Ale on zna ograniczenia języka, ponieważ „słowa / nie tworzą miłości / one powodują nieobecność / jeśli powiem woda, czy będę pić? / jeśli powiem chleb, czy będę jeść? / tej nocy na tym świecie / tej nocy niezwykłej ciszy / to, co dzieje się z duszą, jest tym, że nie można jej zobaczyć / to, co dzieje się z umysłem, jest tym, że nie można go zobaczyć / to, co dzieje się z duchem, jest tym, że nie można go zobaczyć / skąd bierze się ten spisek niewidzialności? / żadne słowo nie jest widoczne”.
W liście do Cortázara z 9 września 1971 roku ponownie porusza kwestię ograniczeń języka: „Julio, upadłem tak nisko. Ale dna nie ma. Julio, myślę, że nie mogę już dłużej znosić tych przeklętych słów. Szaleństwo, śmierć. Nadja nie pisze. Don Kichot też nie”.
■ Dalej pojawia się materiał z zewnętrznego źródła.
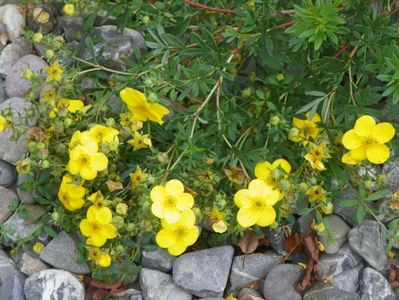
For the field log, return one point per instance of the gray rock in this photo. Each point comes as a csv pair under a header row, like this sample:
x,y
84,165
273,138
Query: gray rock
x,y
25,196
204,273
14,21
17,228
12,281
63,245
6,198
42,17
29,264
348,280
374,286
304,224
367,240
248,292
281,282
323,291
158,260
117,49
156,285
333,264
7,174
53,284
16,85
248,268
72,27
336,235
391,169
12,53
12,151
130,294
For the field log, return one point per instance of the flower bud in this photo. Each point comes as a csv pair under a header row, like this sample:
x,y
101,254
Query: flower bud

W odpowiedzi na ten list, który zapowiadał jego samobójstwo, Cortázar stanowczo przemówił: „Dzisiejsi kaci zabijają tylko poetów; nie pozostał nawet ten cesarski przywilej, moja najdroższa. Nie wymagam od ciebie pokory, nie uległości, lecz więzi z tym, co nas wszystkich ogarnia, nazwij to światłem, Cezarem Vallejo czy japońskim kinem: tętnem ziemi, radosnym lub smutnym, ale nie milczeniem dobrowolnego wyrzeczenia. Akceptuję cię tylko żywą, kocham cię tylko, Alejandro”. Alejandra zignorowała przyjaciółkę: popełniła samobójstwo 25 września 1972 roku, rok później.
Cortázar nie mógł się powstrzymać od napisania do swojego korespondenta, że nie będzie go już więcej czytał: „Błąd tutaj, / tutaj przeciwko temu, / przyklejony do słów / domagam się ciebie… Nie odchodź, nieobecny, nie odchodź”.